Soon enough, Nicky was rapidly saying something that may have just been babbling for all Joe knew of Italian. He was practically climbing up the bed, one knee crooked up at an odd angle, fisting the sheets with both hands, and his forehead pressed into the pillow beneath him. Joe backed away just long enough to admire the red skin on Nicky’s ass and thighs where his beard had been rubbing. And then he hooked both hands under Nicky’s hips, hauling him up to his knees. Nicky stayed on his elbows, though, moving his hands to cover his face as he moaned non-stop. Joe dove back in, this time reaching under to grope and fondle Nicky’s cock and balls. It didn’t take much longer – although Joe had to admit to being impressed that it had already lasted that long – before Nicky came rather explosively. Frankly, he was surprised that he hadn’t blown his own rock-hard erection at the same time.

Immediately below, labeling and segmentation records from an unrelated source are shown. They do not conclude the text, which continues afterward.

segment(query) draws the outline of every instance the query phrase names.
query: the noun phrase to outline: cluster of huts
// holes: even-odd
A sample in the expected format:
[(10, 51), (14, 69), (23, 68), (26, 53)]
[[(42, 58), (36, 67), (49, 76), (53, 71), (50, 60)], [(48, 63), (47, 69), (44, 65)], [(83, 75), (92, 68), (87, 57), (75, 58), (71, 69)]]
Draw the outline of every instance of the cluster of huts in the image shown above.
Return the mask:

While Nicky was still coming down, Joe repositioned them so they were on their sides and face-to-face. Remembering his promise and needing to get back a little control of himself, he waited until Nicky opened his eyes and looked at him, smiling somewhat dazedly, before he moved again. He swirled his hand in the mess all over Nicky, using it to coat his cock, which he then guided between Nicky’s thighs.

“Are we going to…?”

“No,” Joe replied, breathing out a laugh. “That’s really something you gotta work up to.”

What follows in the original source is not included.